Researching pathogenic parasites can be difficult due to strict laboratory requirements and the risk of infection. LEXSY can be used to investigate kinetoplastids in a safe and convenient way.
The eukaryotic expression system LEXSY has become popular with researchers of kinetoplastid parasites in recent years. Its classification as an S1 organism makes it a valuable and safe tool for parasite research. LEXSY has been successfully used to produce kinetoplastid antigens[1], investigate the interactions between parasite and host cells[2] and has been tested as a live vaccine against other pathogenic Leishmania species[3].
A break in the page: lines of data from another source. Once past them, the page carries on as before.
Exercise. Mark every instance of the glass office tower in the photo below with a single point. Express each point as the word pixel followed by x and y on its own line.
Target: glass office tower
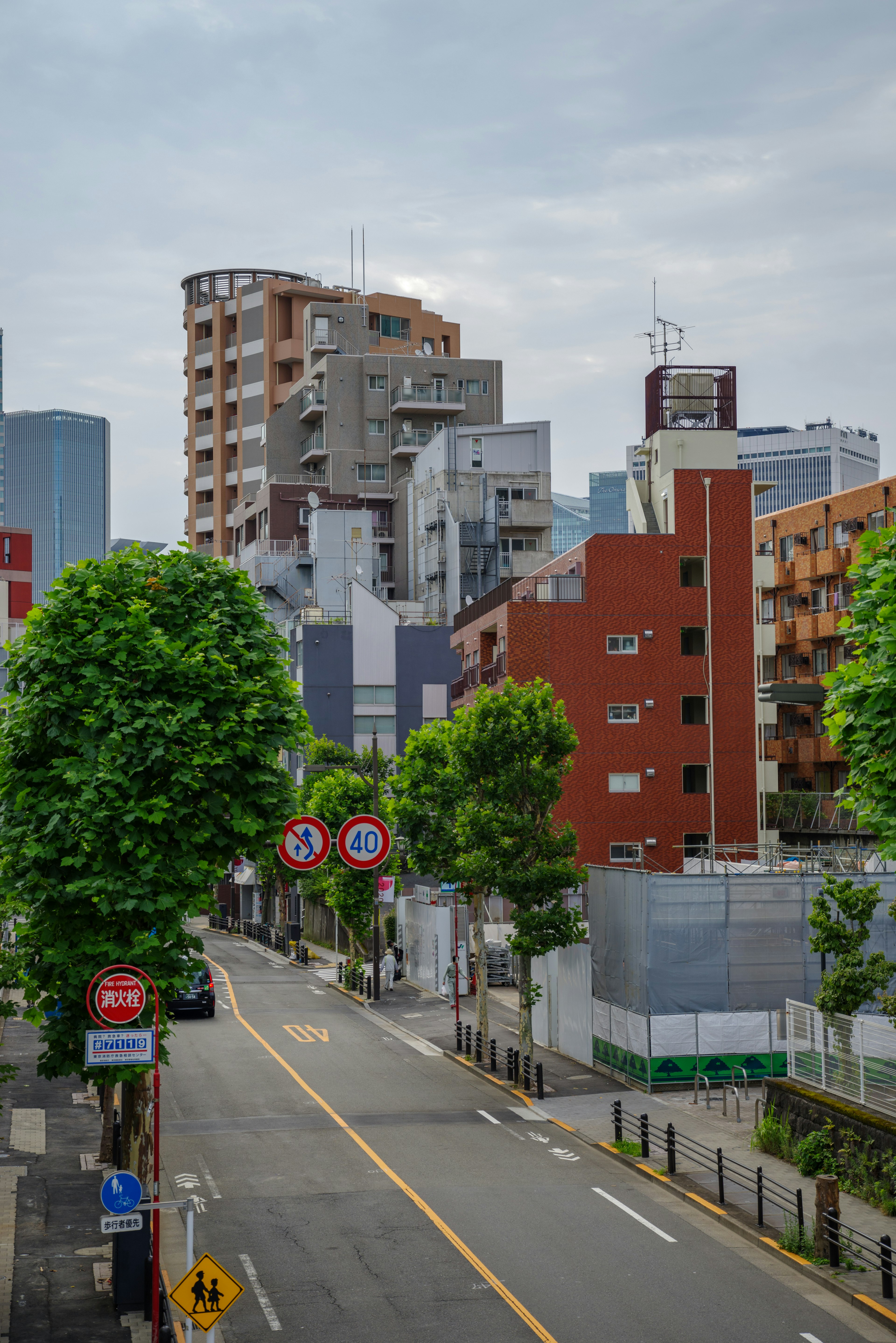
pixel 57 477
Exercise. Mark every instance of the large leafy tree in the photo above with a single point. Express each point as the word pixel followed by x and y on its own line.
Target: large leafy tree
pixel 477 797
pixel 148 707
pixel 841 933
pixel 860 711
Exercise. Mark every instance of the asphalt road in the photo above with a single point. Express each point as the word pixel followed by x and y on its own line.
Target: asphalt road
pixel 382 1193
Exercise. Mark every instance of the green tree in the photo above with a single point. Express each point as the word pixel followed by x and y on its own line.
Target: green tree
pixel 488 814
pixel 854 980
pixel 148 706
pixel 860 712
pixel 344 790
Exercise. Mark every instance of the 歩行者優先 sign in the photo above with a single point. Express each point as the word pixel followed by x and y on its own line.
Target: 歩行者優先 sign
pixel 307 843
pixel 130 1223
pixel 133 1045
pixel 122 998
pixel 206 1293
pixel 365 843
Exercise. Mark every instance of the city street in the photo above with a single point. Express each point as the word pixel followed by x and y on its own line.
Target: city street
pixel 365 1188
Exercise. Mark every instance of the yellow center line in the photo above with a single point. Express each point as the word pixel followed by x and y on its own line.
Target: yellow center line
pixel 397 1180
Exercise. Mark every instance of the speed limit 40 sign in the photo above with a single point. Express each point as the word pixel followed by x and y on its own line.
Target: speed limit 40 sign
pixel 365 843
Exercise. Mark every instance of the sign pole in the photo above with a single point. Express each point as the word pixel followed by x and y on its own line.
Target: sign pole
pixel 377 879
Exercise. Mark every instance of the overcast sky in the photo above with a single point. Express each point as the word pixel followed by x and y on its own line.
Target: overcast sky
pixel 525 169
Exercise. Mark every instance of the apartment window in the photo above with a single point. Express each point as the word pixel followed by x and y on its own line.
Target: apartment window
pixel 694 641
pixel 365 724
pixel 371 472
pixel 692 571
pixel 375 695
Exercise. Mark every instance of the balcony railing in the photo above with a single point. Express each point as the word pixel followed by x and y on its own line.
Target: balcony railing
pixel 428 395
pixel 416 438
pixel 314 444
pixel 811 812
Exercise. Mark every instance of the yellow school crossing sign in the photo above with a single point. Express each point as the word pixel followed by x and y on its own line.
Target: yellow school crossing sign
pixel 206 1293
Furthermore, the LEXSY expression architecture can also be used in pathogenic Leishmania species and has e.g. been employed to study resistance development to antileishmanial drugs (Figure 1)[4].
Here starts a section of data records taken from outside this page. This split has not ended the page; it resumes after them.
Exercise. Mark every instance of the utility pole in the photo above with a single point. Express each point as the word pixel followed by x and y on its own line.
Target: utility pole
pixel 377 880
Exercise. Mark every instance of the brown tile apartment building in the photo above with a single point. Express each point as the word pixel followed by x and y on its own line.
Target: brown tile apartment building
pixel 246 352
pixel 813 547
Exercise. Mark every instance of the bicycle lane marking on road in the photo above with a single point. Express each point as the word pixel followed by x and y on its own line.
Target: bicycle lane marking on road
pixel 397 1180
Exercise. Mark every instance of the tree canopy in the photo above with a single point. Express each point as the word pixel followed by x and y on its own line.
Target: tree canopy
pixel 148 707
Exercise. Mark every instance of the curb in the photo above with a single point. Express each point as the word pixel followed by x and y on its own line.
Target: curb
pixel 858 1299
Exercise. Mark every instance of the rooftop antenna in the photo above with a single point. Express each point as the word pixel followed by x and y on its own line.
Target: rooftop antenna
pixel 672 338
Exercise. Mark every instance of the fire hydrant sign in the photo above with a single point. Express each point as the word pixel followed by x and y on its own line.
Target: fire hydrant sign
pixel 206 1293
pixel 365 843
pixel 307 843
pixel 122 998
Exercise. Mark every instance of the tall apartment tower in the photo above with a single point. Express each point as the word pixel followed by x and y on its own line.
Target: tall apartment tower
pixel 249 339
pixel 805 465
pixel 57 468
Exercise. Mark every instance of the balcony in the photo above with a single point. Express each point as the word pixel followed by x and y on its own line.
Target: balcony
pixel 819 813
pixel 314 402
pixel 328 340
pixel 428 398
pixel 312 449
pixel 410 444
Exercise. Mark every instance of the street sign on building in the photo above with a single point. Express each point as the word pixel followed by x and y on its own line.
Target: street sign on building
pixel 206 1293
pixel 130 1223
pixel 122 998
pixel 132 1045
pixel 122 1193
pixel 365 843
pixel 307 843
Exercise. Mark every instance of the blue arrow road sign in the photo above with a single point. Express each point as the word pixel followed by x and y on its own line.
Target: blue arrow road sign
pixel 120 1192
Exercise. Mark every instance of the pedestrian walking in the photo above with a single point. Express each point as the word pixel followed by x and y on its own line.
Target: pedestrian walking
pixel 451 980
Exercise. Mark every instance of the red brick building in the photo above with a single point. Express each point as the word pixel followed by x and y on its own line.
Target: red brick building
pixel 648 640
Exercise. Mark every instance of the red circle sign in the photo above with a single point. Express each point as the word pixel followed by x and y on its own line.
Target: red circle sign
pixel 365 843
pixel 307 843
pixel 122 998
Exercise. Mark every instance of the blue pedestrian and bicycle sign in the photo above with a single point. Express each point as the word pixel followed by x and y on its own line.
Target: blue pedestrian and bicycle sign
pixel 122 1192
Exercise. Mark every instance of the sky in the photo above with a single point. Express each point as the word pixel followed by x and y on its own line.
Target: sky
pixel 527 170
Figure 1: Venn diagrams showing up- and downregulated genes in Leishmania mutants resistant to the antileishmanial agents amphotericin B (A), miltefosine (M), paromomycin (P) and antimonials (S). Data was collected from different Leishmania strains using LEXSY architecture. From Rastrojo et al. (2019)[4].
Need further information? Please check out the LEXSY section or contact Andreas by email at expression@jenabioscience.com !
[1] Ferrer et al. (2019) Production of Recombinant Trypanosoma cruzi Antigens in Leishmania tarentolae. Methods Mol. Biol. 1955:105.
[2] Geroldinger et al. (2019) Techniques to study phagocytosis and uptake of Leishmania tarentolae by J774 macrophages. Exp. Parasitol. 197:57.
[3] Nasiri et al. (2016) Immunogenicity and Efficacy of Live L. tarentolae Expressing KMP11-NTGP96-GFP Fusion as a Vaccine Candidate against Experimental Visceral Leishmaniasis Caused by L. infantum. Iran. J. Parasitol. 11:144.
[4] Rastrojo et al. (2018) Genomic and transcriptomic alterations in Leishmania donovani lines experimentally resistant to antileishmanial drugs. Int. J. Parasitol. Drugs Drug Resist. 8:246.